The Mudcat Café TM
Thread #101194   Message #2039951
Posted By: Celtaddict
30-Apr-07 - 10:04 PM
Thread Name: Quick Sea Shanty Questions
Subject: RE: Quick Sea Shanty Questions
1. I learned a few as a kid as everyone I know did, Blow the Man Down and Drunken Sailor and a handful of others. I enjoyed and learned a wide variety of traditional music through the 60s & 70s. But I was lucky enough to move to Connecticut shortly after the Sea Music Festival was started, and to be there and hear, and that is really where I became hooked on shanties specifically, singing along there.

2. Most of them, from hearing them at SMF and related events, then pestering the singers for words, buying their recordings, taping, or looking them up. But the actual learning of the songs was from joining in. I have accumulated a decent library of the books as well as LPs/tapes/CDs. I am also quite shameless about begging folks for their versions, and am quick at shorthand and transcription.

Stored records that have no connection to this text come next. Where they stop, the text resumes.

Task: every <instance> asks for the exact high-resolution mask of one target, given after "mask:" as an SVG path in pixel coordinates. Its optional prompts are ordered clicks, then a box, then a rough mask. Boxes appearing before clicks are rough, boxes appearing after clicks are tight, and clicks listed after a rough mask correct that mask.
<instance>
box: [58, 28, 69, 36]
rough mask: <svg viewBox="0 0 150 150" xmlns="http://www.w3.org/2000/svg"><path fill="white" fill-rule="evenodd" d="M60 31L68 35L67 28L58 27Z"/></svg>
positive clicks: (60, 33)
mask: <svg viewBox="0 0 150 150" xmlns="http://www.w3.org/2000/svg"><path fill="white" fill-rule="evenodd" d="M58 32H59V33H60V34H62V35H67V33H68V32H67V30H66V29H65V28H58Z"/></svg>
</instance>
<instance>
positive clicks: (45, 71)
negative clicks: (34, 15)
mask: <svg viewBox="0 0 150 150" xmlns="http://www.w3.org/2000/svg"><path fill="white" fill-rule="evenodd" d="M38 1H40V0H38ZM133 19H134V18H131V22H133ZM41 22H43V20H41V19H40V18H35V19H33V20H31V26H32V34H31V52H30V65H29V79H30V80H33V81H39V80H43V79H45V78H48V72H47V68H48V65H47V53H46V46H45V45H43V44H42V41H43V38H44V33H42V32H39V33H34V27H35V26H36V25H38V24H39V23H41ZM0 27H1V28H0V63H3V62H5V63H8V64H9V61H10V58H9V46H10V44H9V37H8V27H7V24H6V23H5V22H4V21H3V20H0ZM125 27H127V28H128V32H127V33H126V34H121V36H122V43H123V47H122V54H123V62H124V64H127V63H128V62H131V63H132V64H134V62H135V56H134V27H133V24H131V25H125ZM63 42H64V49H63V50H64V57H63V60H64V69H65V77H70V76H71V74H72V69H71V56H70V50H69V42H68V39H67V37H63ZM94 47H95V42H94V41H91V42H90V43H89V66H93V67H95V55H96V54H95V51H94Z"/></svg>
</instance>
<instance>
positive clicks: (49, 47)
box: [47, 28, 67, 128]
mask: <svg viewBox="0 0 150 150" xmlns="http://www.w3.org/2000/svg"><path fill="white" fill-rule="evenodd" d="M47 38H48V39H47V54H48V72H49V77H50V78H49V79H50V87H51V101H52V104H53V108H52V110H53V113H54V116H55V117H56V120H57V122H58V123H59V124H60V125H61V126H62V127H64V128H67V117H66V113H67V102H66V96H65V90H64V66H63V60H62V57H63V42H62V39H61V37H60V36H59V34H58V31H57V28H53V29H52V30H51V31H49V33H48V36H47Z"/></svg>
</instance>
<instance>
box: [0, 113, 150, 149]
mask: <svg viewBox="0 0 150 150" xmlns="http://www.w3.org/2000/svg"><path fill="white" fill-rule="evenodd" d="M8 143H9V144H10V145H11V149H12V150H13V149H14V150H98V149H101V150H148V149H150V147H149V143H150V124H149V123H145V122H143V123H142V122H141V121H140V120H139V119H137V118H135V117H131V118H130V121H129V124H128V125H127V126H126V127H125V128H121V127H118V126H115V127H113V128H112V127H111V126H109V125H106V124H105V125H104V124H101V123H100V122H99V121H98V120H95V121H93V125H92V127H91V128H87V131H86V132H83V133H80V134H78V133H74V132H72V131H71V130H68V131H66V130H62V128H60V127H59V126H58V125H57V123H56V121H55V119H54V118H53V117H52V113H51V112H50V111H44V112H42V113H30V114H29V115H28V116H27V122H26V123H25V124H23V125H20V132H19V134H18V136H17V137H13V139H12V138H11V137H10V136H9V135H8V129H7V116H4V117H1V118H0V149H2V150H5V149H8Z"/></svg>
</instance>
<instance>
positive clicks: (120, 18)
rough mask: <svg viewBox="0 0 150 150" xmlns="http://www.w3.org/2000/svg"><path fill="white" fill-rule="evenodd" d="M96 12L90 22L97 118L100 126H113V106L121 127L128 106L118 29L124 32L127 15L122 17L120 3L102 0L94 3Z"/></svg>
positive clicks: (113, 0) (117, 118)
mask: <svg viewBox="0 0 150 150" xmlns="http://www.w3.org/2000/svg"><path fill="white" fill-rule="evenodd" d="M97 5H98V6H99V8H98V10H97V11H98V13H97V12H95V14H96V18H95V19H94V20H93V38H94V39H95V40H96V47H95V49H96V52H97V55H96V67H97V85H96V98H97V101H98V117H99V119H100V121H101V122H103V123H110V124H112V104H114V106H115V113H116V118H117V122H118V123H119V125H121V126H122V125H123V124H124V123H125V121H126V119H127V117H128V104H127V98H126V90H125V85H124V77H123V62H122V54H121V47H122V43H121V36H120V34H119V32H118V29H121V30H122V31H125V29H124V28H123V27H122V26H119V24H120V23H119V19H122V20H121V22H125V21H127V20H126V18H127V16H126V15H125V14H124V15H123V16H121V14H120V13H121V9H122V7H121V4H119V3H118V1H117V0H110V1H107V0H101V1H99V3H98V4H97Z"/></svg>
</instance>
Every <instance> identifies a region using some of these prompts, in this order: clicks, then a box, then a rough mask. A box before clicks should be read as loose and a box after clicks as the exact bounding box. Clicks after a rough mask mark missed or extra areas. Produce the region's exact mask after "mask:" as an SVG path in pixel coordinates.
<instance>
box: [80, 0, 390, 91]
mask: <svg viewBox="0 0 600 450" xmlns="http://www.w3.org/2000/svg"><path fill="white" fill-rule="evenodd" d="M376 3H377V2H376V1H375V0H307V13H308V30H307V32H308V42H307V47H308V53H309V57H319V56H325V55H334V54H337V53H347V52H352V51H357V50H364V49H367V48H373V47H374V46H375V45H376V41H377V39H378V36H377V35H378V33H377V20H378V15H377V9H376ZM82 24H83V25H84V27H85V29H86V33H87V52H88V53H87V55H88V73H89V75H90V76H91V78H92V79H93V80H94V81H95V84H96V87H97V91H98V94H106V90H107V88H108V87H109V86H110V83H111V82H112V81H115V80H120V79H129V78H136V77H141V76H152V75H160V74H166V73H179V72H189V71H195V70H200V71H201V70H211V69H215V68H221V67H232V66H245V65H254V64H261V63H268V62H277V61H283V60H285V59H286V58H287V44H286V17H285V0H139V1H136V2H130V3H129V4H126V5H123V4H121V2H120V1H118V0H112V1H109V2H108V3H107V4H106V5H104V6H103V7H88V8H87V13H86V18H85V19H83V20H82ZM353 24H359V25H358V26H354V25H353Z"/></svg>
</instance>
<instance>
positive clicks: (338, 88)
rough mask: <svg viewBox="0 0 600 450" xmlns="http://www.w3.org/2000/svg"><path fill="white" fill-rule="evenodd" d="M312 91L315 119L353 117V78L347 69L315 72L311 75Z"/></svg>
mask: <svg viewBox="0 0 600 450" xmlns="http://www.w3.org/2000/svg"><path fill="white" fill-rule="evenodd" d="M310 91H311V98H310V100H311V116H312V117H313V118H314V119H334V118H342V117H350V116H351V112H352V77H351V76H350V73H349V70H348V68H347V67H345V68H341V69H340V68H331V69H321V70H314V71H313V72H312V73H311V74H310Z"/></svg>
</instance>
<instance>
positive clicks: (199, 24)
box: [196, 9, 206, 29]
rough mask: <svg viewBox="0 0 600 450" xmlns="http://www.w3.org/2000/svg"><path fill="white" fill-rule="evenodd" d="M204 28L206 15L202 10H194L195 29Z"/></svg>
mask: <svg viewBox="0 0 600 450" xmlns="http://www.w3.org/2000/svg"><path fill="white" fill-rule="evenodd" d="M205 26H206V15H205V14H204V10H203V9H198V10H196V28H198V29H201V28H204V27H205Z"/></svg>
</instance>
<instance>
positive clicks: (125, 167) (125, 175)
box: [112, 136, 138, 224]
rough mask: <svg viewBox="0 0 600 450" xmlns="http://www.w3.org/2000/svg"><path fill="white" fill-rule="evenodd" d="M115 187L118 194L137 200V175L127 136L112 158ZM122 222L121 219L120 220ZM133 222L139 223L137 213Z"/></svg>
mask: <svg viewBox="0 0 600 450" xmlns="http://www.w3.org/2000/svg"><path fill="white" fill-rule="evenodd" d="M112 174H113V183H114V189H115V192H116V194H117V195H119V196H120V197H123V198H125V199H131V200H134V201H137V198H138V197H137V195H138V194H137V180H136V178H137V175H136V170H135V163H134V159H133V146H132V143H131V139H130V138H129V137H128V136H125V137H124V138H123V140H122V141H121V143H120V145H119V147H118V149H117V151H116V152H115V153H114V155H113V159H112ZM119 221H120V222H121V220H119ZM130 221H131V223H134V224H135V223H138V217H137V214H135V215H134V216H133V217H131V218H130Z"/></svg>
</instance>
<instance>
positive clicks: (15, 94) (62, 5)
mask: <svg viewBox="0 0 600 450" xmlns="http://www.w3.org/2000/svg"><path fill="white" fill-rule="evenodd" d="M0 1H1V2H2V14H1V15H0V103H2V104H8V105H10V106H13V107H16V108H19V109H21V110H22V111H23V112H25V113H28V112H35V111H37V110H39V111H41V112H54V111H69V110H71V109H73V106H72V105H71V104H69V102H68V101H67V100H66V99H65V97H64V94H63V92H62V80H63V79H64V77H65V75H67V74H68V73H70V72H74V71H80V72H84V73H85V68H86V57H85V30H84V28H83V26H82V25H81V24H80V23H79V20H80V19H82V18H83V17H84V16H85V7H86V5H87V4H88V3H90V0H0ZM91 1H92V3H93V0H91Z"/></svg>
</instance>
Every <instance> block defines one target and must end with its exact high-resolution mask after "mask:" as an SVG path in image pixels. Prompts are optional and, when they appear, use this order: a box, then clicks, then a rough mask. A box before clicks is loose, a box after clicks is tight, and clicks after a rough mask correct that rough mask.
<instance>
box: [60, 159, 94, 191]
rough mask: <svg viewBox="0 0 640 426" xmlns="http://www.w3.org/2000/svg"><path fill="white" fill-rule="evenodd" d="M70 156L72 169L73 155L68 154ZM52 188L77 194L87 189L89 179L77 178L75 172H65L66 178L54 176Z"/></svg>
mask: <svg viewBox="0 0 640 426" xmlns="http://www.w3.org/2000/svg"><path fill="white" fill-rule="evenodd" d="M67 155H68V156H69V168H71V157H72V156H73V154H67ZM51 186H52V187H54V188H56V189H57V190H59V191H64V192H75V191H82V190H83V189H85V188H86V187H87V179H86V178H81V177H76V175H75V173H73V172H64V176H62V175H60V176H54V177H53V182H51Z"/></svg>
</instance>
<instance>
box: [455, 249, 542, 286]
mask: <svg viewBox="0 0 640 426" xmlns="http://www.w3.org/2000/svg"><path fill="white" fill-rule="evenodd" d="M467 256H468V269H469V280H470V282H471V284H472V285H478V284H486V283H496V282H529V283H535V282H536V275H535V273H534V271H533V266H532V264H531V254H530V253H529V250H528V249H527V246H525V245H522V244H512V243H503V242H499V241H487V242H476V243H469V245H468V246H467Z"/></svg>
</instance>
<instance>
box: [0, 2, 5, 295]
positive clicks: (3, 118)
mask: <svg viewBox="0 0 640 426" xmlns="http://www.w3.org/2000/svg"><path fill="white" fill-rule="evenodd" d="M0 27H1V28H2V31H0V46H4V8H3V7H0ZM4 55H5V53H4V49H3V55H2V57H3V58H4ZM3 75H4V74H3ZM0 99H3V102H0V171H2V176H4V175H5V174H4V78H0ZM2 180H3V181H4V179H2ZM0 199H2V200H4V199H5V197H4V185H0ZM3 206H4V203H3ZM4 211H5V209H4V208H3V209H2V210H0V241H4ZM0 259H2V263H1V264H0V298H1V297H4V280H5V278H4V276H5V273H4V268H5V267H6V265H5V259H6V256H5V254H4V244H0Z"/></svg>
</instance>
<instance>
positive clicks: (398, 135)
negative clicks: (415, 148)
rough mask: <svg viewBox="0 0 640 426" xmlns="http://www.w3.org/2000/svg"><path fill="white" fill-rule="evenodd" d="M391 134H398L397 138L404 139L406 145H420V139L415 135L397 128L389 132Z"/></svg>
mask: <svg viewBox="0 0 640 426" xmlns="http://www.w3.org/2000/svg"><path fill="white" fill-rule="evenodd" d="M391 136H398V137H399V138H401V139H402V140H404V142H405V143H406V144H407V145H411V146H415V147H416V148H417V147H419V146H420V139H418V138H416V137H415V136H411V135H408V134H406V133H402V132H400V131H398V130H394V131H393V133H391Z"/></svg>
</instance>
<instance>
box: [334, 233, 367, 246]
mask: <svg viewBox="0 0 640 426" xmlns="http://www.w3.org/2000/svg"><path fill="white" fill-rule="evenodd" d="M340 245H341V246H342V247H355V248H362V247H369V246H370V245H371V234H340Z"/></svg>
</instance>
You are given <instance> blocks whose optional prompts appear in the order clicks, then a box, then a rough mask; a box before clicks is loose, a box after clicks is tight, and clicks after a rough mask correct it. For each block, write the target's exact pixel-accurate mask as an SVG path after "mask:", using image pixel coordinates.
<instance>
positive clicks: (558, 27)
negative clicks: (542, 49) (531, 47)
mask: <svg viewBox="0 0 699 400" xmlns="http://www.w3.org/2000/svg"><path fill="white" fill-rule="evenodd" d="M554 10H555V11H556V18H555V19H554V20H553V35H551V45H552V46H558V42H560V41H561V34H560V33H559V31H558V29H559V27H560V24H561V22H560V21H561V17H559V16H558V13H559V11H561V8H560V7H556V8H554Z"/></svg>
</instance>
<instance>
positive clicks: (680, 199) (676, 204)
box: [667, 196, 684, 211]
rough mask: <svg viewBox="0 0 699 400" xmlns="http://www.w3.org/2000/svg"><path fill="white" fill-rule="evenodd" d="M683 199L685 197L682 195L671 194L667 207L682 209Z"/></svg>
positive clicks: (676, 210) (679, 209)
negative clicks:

3. I pass the words along to folks a lot because I am lucky enough to retain them easily. My voice is not strong enough to sing for a big crowd. But I have taught a number of them to groups of kids, Boy and Girl Scouts particularly. If you listen ahead mentally so you don't sing yourself into a corner, a number of them are good from preschool on. We sang a lot in the car, with my kids, and also skiing, of all things, when a regular rhythm is both helpful and fun; my daughter for example belted out 'Windy Old Weather' as she swooped down Vermont mountains.

4. By far the most from listening in person, both to folks on stage or in coffee house or pub, and to folks around me after hours. Recordings in the car are second. When I find them in books, even with the music there (and sightreading is no problem), I still have a hard time considering myself to 'know' a song if I have not heard someone sing it.

5. I agree with Marc that the old people are best, old books second best, old recordings third, for learning, formally or informally, and I adore the backroad information one inevitably stumbles across. But the Net can be a huge help for those things for which I may search for years before I find the book, or may not have access to because it is in the Seaport archives. (And of course the Net has plenty of back roads too.) The potential harm is that, as in every area of knowledge, misinformation can be spread astoundingly far and fast so anyone who does not evaluate what one reads may be misled. But even the great advantage of being able to find something obscure is eclipsed by the advantage of being able to run across someone interested in the same thing, though they might be in Australia or Scotland and I would be unlikely to meet them otherwise, or they may be ten miles away but I would not know we shared the interest.